Hi ,
Oron Peled wrote:
On Sunday, 7 בOctober 2007, Mike Kemelmakher wrote:
Hi,
The pthread_attr_getstacksize() and pthread_attr_setstacksize()
functions, respectively, shall get and set the thread _*creation*_
stacksize attribute in the attr object.
AFAIK, in terms of the pthead *API*, the creation size is the *only* size.
This is because POSIX threads are implemented on many platforms, including
non-Unix, non-MMU ones. That's why there is a standard attribute to set
the stack size, while you don't have such a parameter for fork().

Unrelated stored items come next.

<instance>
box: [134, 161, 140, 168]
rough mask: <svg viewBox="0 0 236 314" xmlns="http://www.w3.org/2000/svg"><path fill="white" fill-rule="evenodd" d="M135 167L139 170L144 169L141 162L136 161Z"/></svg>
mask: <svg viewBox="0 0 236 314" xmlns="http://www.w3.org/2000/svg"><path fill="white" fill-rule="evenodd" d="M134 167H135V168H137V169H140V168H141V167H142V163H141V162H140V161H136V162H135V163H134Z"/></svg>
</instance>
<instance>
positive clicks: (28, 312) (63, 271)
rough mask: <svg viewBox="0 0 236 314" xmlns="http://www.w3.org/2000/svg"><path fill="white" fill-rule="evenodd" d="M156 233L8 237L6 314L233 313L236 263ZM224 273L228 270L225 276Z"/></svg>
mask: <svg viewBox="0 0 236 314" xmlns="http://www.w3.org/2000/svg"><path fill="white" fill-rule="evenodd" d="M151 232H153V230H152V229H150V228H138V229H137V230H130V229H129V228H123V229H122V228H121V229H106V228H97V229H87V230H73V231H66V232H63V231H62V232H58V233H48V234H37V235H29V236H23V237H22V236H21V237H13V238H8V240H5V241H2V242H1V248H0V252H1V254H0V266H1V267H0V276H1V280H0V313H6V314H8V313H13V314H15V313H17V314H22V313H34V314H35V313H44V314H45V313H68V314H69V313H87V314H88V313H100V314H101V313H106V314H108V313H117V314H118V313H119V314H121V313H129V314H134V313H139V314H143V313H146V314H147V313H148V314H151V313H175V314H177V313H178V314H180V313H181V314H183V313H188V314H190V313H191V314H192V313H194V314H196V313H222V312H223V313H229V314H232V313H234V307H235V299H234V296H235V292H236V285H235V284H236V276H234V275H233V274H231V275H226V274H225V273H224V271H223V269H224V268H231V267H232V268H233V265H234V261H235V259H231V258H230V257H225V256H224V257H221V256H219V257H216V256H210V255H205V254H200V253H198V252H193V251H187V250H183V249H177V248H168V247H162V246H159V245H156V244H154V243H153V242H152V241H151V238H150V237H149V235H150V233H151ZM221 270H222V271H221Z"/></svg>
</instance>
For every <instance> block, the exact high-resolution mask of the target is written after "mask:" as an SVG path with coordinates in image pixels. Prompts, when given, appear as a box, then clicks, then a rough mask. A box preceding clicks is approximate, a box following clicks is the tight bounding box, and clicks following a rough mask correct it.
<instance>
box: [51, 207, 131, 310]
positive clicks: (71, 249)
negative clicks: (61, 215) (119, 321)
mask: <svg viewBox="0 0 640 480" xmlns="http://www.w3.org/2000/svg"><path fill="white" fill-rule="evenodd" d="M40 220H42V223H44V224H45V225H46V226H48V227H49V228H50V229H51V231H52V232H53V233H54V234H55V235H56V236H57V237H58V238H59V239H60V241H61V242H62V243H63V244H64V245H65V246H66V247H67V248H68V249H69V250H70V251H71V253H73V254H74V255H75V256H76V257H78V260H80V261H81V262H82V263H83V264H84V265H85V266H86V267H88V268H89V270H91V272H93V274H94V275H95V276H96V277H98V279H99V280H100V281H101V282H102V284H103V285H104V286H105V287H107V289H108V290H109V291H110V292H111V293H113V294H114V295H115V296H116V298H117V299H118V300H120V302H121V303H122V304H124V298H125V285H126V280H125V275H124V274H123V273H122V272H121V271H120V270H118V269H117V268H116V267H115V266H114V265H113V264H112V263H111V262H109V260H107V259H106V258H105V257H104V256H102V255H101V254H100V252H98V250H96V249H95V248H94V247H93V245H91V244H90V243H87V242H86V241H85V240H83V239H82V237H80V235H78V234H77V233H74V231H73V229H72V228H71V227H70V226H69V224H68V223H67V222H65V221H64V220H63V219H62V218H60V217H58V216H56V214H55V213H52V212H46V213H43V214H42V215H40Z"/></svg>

I must admit I didn't know Linux actually had a growing stack threads
and it seems to me that they are a Linux extension --
For the Linux kernel a thread is a task like any other process and can
easily have its stack mem-mapped to some private pages to implement this
feature. Of course other Unices *may* implement it in a similar way.
What i need is current stack size of a running thread. My problem is
that i have a thread with constantly growing stack ( i can see it via
/proc/PID/smaps ).
Unless someone added a linux-specific API for this, you may have to
revert to /proc/PID/smaps parsing :-(
Thread uses some functions from a proprietary shared library. I need to
know when the stack size of the mentioned thread reaches RLIMIT_STACK
so i can safely restart that thread before it crashes.
The wonders of proprietary code. You cannot fix the memory leak so
you have to work around it... nice.
Maybe the way to wrap it would be:
1. Create a watcher thread that would sample /proc/PID/smaps
2. Have this thread restart the problematic thread --
this is of course application specific.
So when this library eventually get fixed, you can knife the ugly code out.
Indeed, thats what i do - juts there is no need for the watcher thread -
problematic thread monitors and restarts itself.
10x,
Mike
P.S. It would be nice to add a linux-specific API for thread stack
monitoring. Moreover, there is API that can be extended to do this -
getrusage (2) . There is the field - ru_isrss - integral unshared
stack size - however linux does not maintain this field for some reason.